L’économie mondiale n’est mesurée depuis des années qu’à l’aulne des échanges marchands. Or, il existe deux autres branches très dynamiques et à l’importance non-négligeable. Il s’agit tout d’abord du secteur non-marchand représenté par exemple par le service public et le secteur non-monétaire comportant des formes tels le troc, l’échange et l’économie domestique (bricolage, jardinage, ...). Ces  trois domaines doivent s’articuler dans de plus justes proportions. Dès lors,  s’il est indiscutable que la mondialisation impose une logique de rentabilité dans la zone concurrentielle, il serait tout à fait possible de soumettre d’autres parties de l’activité à des critères relevant de l’équilibre humain et naturel. Pendant des années, on a affirmé que le moteur de l’économie résidait dans les besoins toujours nouveaux que l’homme cherche à assouvir. C’est là confondre besoins et désirs. Les premiers s’éteignent avec leur satisfaction, les seconds correspondent à un manque qui ne cesse vraiment jamais. Qui plus est, qui dit besoins parle le plus souvent d’un niveau de vie alors même que ce qui importe, c’est bien le mode de vie.

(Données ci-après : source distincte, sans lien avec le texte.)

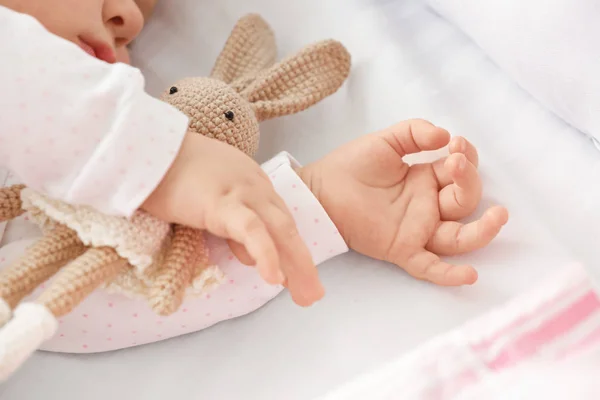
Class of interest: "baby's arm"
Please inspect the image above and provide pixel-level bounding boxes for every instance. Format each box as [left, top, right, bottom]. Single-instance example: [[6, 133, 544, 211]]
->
[[0, 7, 188, 216]]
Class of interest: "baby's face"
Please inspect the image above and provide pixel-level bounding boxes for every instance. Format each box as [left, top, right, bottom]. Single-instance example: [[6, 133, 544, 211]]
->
[[0, 0, 157, 63]]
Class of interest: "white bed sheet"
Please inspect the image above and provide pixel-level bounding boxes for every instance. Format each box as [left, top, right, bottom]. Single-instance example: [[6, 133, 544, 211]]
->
[[0, 0, 600, 400]]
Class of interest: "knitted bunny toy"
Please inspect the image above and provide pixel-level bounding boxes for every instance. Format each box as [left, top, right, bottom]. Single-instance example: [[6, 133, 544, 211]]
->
[[0, 15, 350, 379]]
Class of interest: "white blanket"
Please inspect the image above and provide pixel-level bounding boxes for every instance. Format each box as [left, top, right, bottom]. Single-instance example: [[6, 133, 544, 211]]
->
[[0, 0, 600, 400], [427, 0, 600, 146]]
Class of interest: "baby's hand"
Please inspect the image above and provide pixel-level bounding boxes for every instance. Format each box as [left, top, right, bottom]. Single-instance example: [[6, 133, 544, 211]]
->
[[142, 133, 324, 306], [299, 120, 508, 286]]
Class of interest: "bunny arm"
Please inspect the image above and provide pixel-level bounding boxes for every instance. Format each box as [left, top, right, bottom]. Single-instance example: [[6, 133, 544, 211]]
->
[[149, 225, 208, 316], [0, 185, 25, 222], [0, 225, 85, 325]]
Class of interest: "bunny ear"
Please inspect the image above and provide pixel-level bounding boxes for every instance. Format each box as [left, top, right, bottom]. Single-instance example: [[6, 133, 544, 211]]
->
[[242, 40, 350, 121], [210, 14, 277, 90]]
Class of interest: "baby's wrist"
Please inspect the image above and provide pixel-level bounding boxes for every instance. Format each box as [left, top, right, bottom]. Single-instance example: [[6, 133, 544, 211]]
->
[[294, 165, 327, 205]]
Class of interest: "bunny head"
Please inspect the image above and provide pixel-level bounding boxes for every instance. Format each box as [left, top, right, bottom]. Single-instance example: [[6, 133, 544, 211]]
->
[[161, 14, 350, 156]]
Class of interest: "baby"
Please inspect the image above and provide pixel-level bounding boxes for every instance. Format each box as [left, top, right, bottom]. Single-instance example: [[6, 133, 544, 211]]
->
[[0, 0, 508, 314]]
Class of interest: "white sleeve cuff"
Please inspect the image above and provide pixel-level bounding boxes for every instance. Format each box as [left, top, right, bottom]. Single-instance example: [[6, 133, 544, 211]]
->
[[262, 152, 348, 265]]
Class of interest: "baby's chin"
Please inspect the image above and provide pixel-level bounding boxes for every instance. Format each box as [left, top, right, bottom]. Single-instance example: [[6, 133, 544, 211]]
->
[[116, 46, 131, 64]]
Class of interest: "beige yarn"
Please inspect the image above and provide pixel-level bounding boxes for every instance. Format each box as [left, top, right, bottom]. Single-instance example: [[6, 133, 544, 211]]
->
[[0, 15, 350, 324]]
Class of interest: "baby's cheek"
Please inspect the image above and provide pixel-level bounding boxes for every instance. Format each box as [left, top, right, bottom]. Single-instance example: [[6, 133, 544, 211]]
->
[[117, 46, 130, 64]]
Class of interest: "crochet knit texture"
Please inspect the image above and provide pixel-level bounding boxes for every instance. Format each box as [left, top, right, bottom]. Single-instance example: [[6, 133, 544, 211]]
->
[[0, 15, 350, 379]]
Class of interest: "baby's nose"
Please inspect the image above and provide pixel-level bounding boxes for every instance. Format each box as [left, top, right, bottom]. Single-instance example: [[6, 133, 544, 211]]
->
[[102, 0, 144, 46]]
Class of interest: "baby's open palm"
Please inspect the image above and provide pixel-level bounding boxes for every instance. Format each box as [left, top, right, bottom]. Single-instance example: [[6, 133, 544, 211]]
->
[[300, 120, 508, 286]]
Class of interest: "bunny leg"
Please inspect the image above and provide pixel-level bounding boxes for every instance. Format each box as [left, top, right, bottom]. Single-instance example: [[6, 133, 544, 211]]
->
[[36, 247, 129, 317], [0, 225, 85, 326], [150, 225, 208, 316], [0, 247, 129, 380], [0, 185, 25, 222]]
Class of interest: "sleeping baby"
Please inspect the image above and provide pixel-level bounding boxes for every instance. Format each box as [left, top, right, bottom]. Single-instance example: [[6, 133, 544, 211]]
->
[[0, 0, 508, 360]]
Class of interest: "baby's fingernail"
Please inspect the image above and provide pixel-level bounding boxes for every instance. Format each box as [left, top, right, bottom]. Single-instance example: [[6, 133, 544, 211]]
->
[[458, 157, 467, 171]]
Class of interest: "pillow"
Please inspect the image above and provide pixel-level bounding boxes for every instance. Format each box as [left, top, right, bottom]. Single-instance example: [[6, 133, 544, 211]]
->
[[426, 0, 600, 145]]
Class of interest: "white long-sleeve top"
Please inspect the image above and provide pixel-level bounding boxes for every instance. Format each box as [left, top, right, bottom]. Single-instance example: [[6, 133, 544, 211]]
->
[[0, 6, 347, 262], [0, 7, 188, 216]]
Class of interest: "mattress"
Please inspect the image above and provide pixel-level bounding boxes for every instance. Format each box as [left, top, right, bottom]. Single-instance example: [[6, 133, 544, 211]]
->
[[0, 0, 600, 400]]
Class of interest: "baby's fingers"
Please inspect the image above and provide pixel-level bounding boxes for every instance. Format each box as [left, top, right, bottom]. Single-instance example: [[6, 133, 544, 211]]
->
[[207, 204, 285, 285], [398, 249, 477, 286], [439, 153, 482, 221], [256, 201, 325, 307], [427, 206, 508, 255], [432, 136, 479, 189]]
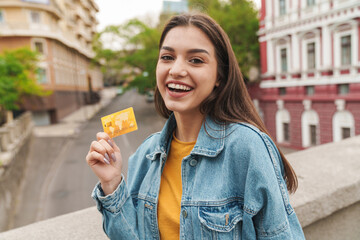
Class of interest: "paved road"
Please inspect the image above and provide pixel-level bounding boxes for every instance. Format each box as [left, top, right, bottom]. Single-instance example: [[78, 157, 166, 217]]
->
[[14, 91, 165, 227]]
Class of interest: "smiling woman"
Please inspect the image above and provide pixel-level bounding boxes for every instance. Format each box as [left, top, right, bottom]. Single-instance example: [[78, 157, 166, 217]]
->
[[86, 14, 304, 240]]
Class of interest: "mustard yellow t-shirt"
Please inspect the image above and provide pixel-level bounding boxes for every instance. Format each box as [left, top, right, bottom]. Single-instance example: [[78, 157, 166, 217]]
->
[[157, 135, 195, 240]]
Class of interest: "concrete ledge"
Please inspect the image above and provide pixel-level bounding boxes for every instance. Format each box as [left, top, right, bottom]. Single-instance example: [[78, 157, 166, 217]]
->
[[0, 207, 108, 240], [287, 136, 360, 228], [0, 136, 360, 240]]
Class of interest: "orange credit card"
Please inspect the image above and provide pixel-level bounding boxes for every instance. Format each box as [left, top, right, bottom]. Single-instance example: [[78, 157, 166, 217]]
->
[[101, 107, 137, 138]]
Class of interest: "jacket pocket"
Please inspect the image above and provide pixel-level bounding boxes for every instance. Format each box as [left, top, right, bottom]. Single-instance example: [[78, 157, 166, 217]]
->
[[198, 201, 243, 239]]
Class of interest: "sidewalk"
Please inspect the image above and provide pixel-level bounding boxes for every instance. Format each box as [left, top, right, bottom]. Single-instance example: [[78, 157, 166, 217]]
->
[[33, 87, 117, 137]]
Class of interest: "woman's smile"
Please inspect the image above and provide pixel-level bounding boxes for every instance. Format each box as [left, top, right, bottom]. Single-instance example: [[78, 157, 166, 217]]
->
[[156, 26, 217, 116]]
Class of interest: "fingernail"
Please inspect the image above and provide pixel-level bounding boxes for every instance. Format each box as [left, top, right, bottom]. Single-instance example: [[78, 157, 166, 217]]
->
[[105, 153, 110, 161], [111, 153, 116, 162]]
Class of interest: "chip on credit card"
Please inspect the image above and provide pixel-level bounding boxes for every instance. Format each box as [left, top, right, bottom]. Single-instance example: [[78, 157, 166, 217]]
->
[[101, 107, 137, 138]]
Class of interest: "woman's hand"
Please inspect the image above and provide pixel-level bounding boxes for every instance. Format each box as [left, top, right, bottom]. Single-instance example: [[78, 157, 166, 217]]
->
[[86, 132, 122, 195]]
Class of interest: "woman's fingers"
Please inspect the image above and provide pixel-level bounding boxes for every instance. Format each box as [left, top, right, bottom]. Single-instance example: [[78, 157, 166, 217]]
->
[[90, 139, 117, 164], [96, 132, 120, 152], [86, 151, 108, 166]]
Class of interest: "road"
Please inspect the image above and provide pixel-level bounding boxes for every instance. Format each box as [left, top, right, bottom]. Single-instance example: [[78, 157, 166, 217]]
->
[[13, 91, 165, 227]]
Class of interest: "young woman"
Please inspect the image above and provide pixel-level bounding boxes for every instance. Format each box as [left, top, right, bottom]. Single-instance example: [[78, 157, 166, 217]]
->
[[86, 14, 304, 240]]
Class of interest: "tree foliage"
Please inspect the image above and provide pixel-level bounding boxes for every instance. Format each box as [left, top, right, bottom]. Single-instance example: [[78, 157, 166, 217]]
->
[[93, 0, 259, 93], [0, 48, 50, 111], [189, 0, 259, 79], [94, 19, 160, 93]]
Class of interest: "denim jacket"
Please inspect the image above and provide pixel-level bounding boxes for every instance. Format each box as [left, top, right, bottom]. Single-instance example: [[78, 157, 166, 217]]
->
[[92, 115, 305, 240]]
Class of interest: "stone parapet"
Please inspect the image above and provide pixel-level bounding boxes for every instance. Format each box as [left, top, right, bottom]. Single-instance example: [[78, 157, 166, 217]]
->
[[0, 112, 34, 175], [0, 136, 360, 240], [0, 112, 33, 232]]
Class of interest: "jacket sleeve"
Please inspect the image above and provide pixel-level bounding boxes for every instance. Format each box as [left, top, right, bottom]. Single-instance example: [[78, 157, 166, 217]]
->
[[92, 176, 139, 239], [243, 133, 305, 240]]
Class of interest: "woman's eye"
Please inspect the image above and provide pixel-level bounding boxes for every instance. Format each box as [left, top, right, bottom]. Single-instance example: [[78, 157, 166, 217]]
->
[[190, 58, 204, 64], [160, 55, 173, 61]]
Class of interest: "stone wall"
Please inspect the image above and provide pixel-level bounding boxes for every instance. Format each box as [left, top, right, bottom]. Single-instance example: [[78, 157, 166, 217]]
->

Des facteurs tels la qualité du travail, l’environnement social, culturel et naturel, la maîtrise du temps et de l’espace sont aussi importants sinon plus que le nombre de télévisions ou de voitures par foyer. 1% de croissance en plus est profitable à la consommation, au chiffre d’affaire et aux cotisations sociales mais pas forcément au bien-être s’il a été obtenu par un supplément de fatigue, de stress et une intensification des cadences. Les progrès à l’avenir ne viendront pas tant d’une augmentation des revenus du travail que d’une autre organisation de la vie sociale. Ce sont les rapports entre les hommes qui doivent devenir l’essentiel.

Les politiques de l’emploi qui se sont succédées depuis 15 ans tant à gauche qu’à droite ont fait passer les emplois subventionnés de 619.000 en 1980 à 2.400.000 en 1994. Les entreprises en ont bien profité sous forme d’effet d’aubaine (elles devaient embaucher de toute façon et ont utilisé les offres ainsi faites) ou d’effet de substitution (quand ce sont les jeunes qui sont primés, on emploie des jeunes, quand ce sont des chômeurs de longue durée, ce sont eux qu’on embauche).  Les auteurs se prononcent pour un partage du travail négocié localement avec toutefois compensation intégrale pour les salaires les plus bas. Ils font en outre apparaître les pratiques solidaristes qui émergent et montrent la voie à suivre à la base en attendant de les faire advenir au sommet.